Along with the inadequacies in plastic waste management, the enormous increase in plastic waste production in recent decades is a problem of global concern. In 2018, the plastic waste generated reached 6.9 million metric tons (Mt) (Silva et al., 2020) and according to Geyer et al. (2017), approximately 24,000 Mt of plastic waste will be discarded in landfills by 2050. Moreover, small plastic fragments formed from plastic wastes (e.g., microplastics, nanoplastics) have accumulated in terrestrial and aquatic environments, which adversely affect the natural biota, agriculture, and fisheries, and posing serious health risks to humans.
Based on the serious threats that increasing plastic pollution is causing to the environment and human health, our iGEM project this year aims to design and construct an enhanced multi-plastic degrading bacterium that could potentially be used to reduce plastic waste to better protect our environment and human health.
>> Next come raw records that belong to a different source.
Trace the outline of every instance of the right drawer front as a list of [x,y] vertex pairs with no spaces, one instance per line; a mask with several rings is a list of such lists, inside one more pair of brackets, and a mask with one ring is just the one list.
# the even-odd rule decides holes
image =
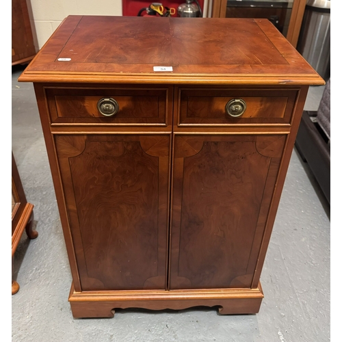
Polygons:
[[[178,124],[288,124],[297,94],[296,90],[180,88]],[[234,99],[246,104],[241,116],[227,111],[227,103]]]

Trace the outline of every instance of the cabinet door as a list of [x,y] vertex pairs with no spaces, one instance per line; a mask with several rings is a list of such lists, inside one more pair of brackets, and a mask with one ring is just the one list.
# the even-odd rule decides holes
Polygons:
[[170,135],[55,140],[82,290],[165,289]]
[[176,135],[170,289],[248,288],[285,135]]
This project involves using computational modeling and in silico site-directed mutagenesis to change specific amino acid residues in two plastic-degrading enzymes - papain and polyurethane esterase (PueA) - to increase their binding affinity to plastic substrates. Based on the computational data obtained, we will design a bio-brick that contains genes encoding the mutant papain and PueA enzymes, and wild-type PETase, which will be used to construct an Escherichia coli clone (Plastilicious Coli) to develop an efficient multi-plastic bio-degradation system.
1. Geyer, R., Jambeck, J., & Law, K. (2017). Production, use, and fate of all plastics ever made. Science Advances 3 (7), e1700782.
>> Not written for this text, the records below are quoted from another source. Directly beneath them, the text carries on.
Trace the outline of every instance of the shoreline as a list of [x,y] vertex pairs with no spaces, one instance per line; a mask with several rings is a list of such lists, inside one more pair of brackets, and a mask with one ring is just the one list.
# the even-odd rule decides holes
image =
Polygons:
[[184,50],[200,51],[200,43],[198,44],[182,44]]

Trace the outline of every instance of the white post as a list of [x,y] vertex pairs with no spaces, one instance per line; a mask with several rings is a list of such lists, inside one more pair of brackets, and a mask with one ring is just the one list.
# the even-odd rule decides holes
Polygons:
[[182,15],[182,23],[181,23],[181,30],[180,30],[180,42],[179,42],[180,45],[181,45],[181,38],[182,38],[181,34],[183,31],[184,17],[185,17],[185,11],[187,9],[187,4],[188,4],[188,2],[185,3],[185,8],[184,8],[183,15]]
2. Oehlmann J., et al. 2009A critical analysis of the biological impacts of plasticizers on wildlife. Phil. Trans. R. Soc. B 364, 2047–2062.
3. Silva, A., Prata, J., Walker, T., Campos, D., Duarte, A., Soares, A., . . . Rocha-Santos, T. (2020). Rethinking and optimizing plastic waste management under COVID-19 pandemic: Policy solutions based on redesign and reduction of single-use plastics and personal protective equipment. Science of the Total Environment 742, 140565.
4. Subramanian, M. N. (2019). Plastics Waste Management. Newark: John Wiley & Sons, Incorporated.